I would like to see him do a review of brain performance versus age at puberty. Mq's theory is that females are disadvantaged by having their brains fully grown 3 years younger than males. Females get a double disadvantage because not only are they matured younger, hence enjoying fewer experiences during their growth, but the education processes are not challenging them when they are rapidly developing, while prepubescent, with maths, science and languages.

Females do better than males at school because they have got bigger brains which are mature. Males catch up later and overtake the females, if they haven't given up, quit school and gone to work as a carpenter or something.

Mqurice



To: carranza2 who wrote (21990)9/9/2007 4:52:04 PM
From: Maurice Winn  Respond to of 218145
 
C2, just to help with the idea of maths, the reason Griffe got onto smart fraction theory was that his data showed his previous theory was "bunk" as you call it [or more accurately, it didn't precisely match the data].

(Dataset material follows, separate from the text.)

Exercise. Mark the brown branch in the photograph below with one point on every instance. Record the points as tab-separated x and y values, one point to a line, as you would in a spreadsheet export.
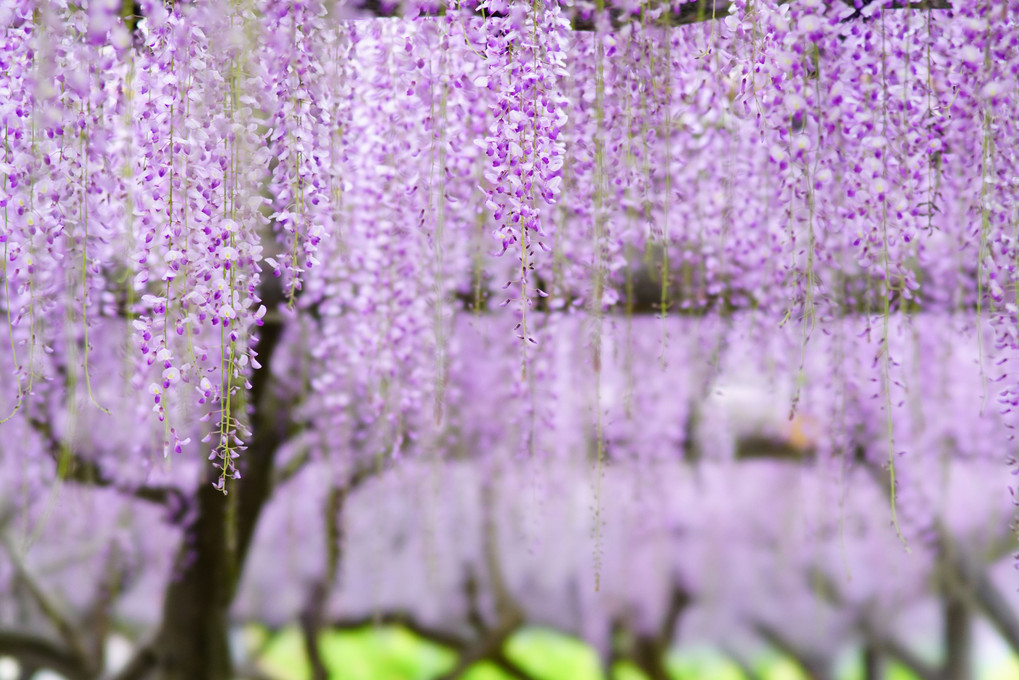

His graphs of general intelligence vs GDP per capita were the usual beautiful things which nature produces. But there were some glitches, as there usually are when we try to pin down the variables in theories.

Newtonian mechanics graphs worked beautifully, until things became relativistic. Albert Einstein's equations were excellent - but he did feel the need to try to tidy up a glitch with a gravitational constant. There are also issues in the fine details of physics and a black hole of conception at the Black Hole of cosmic conception aka the Big Bang.

Those fine details don't mean the rest is bunk. It just puts limits on the precision and boundary conditions of the ideas.

The Barbados and South African glitches are easily explained by the dichotomy of South Africa being run by high g Europeans while populated with low g Negroes and Barbados is a dot in the ocean with its own sociological circumstances.

Looking at the graphs in fine enough zoom in, you'll see that NO countries are exactly on the line. That doesn't mean the theory is wrong, it just means there is [as you have said] a lot more to the wealth of nations than g or smart fraction.

China was a bigger problem for Griffe. A billion people, and fairly homogenous = what gives? So he dredged his theory some more to see what was wrong with it.

That's the beauty of science and maths. You don't have a vote, or flip a coin, or consult a bunch of jurors, lawyers and judges, or a book of dogma, to decide a heresy trial outcome. You consult data and if the data doesn't fit, you must acquit.

Fine legal argument, obfuscating, haranguing, and reasoning is irrelevant. If the data don't fit, you must acquit.

His data didn't fit. All the DNA evidence showed was that a close relative was involved. He did not have the actual perpetrator. He had to refine his search.

His idea was verbal intelligence rather than general g a the likely driver of the data.

So, he piled up the data again using smart fraction and bingo, a very good correlation. Ipso facto, ultra vires, casus belli and QED - the argument was won.

At this stage, we should hasten to add that correlation is not causation [the usual mistake people make, often including people who should know better]. But correlation is often because of causation - in the absence of other evidence or ideas, it's a pretty good bet.